For environment variables, use a .env file with Docker Compose during development, but never copy .env files into your production image. In production, inject environment variables through your orchestrator (ECS task definitions, Kubernetes ConfigMaps/Secrets, etc.). I also add a startup check that verifies required environment variables exist before the app starts serving traffic:
const required = ['DATABASE_URL', 'JWT_SECRET', 'REDIS_URL'];
const missing = required.filter(key => !process.env[key]);
if (missing.length > 0) {
console.error(`Missing required env vars: ${missing.join(', ')}`);
process.exit(1);
}
This fails fast and loudly instead of crashing ten minutes later when someone hits an endpoint that needs the database connection string. Small thing, saves a lot of debugging time.

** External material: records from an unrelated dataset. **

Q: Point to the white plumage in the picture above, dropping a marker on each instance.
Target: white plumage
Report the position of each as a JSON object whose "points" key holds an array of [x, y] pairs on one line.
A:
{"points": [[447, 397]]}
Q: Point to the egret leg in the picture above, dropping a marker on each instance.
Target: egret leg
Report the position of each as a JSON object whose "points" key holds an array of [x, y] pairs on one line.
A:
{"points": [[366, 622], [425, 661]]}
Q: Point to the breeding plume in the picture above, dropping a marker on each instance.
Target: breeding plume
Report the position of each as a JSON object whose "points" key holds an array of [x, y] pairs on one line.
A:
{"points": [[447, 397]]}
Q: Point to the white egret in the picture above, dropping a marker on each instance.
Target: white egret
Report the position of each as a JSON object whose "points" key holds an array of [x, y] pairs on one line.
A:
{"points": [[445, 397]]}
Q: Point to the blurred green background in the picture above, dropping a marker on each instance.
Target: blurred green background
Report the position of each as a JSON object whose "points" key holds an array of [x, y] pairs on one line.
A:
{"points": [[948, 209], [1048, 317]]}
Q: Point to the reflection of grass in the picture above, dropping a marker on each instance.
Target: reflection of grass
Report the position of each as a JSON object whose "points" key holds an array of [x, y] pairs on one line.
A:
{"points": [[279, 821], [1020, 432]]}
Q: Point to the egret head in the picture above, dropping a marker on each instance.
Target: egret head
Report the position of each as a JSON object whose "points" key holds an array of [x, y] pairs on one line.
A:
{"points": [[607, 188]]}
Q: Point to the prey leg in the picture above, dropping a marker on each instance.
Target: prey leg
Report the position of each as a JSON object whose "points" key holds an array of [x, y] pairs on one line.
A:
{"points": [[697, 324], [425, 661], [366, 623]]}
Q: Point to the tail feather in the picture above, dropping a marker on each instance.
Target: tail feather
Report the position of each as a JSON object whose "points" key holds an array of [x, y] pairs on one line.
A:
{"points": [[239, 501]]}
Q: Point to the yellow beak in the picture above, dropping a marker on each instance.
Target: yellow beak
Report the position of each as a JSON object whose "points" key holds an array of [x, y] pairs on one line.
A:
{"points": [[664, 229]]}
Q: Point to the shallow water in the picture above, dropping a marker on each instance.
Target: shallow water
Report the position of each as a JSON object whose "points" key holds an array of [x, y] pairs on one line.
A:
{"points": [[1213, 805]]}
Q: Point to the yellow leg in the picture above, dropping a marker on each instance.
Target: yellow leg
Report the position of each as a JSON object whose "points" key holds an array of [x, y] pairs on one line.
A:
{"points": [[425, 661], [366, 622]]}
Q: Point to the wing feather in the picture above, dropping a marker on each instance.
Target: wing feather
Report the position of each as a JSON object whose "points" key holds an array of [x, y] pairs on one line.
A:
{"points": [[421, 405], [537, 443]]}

One last thing, and this is the gotcha that gets people: don't use npm start in your CMD instruction. Use node server.js directly. When you use npm start, npm spawns a shell process that spawns your Node process. That extra layer means SIGTERM signals from Docker (sent during graceful shutdown) go to npm, not to your app. Your app never gets the chance to close connections and finish in-flight requests. It just gets killed after the timeout. Use node directly, or use dumb-init / tini as your entrypoint if you need proper signal handling.
Comments (1)
Switched from the basic Dockerfile to the multi-stage setup and our image went from 1.2GB to 190MB. Build times also dropped because of the layer caching. Should have done this ages ago.